My impression for the past decade or so is that Radeon for PC is AMD's way of keeping their GPU division's engine running between contracts for consoles or compute products. At the very least it's a welcome byproduct that provides a competent iGPU and a test bed for future 'main' products. It's been a long while since AMD has shown future vision for PC GPUs or they've led with a feature instead of following what others do.

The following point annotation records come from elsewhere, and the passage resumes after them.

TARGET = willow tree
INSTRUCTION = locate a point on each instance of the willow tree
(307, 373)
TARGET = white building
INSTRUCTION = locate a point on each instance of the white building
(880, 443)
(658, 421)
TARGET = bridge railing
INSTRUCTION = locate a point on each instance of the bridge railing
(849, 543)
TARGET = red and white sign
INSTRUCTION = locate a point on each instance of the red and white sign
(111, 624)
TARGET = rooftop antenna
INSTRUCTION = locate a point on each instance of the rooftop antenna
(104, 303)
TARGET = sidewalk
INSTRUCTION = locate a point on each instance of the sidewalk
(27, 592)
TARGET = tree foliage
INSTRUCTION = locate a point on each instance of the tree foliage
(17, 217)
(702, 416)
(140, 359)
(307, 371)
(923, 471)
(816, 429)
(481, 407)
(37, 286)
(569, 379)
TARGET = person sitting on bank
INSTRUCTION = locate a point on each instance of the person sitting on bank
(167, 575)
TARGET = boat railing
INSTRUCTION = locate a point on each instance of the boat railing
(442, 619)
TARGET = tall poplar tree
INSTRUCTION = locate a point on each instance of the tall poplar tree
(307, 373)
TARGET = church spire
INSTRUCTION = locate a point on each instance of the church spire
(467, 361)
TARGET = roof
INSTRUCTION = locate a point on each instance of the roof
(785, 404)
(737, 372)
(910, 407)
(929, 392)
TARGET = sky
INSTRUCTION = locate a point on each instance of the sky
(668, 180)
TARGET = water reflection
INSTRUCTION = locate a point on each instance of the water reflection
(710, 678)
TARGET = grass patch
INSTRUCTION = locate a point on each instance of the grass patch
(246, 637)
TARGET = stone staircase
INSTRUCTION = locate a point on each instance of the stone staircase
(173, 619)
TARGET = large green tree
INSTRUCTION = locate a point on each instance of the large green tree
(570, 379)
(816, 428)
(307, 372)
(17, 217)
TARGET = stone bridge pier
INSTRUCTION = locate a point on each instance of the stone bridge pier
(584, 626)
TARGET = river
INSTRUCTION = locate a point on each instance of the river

> My impression for the past decade or so is that Radeon for PC is AMD's way of keeping their GPU division's engine running
During this time AMD was focused on CPUs. They've already said that they'll focus more on GPUs now (since CPUs are way ahead and AI is a thing) so this should change things.
AMD avoids a price war with Nvidia for the simple reason that Nvidia has much, much more cash and will win this war, easily.
Have some faith, if it really is an AI bubble and it pops imagine the deals you're going to get like when Etherium went to PoS.
Gamers are going to burn DC to the ground.
From a resource allocation perspective it's crazy that millions of valuable GPUs (and memory!) is sitting in personal computers and game consoles unused.
If it was easy enough to rent my desktop while I'm not using it (such that I can get it back whenever I need it myself, within a few minutes at most), I would happily do it.
Do you mean when the computer is not in use or “unused” in the sense that even when gaming it is just being used for gaming and not something “productive”.
2 very different arguments and not fully clear which you are trying to make.
> Do you mean when the computer is not in use
This. No judgement on any particular use. Just worth a reminder that the most advanced machines every produced make this magic rocks that sit there idle most of the time.
It'd probably be unwise 100% utilize every machine ever produced, just in terms of waste heat, but even just simple wear and tear.
You could say that about litterally anything. Food, housing, fuel, heat, water. There are always solutions for better optimizing global resource allocation - especially if you're willing to ignore the wants and rights of the people.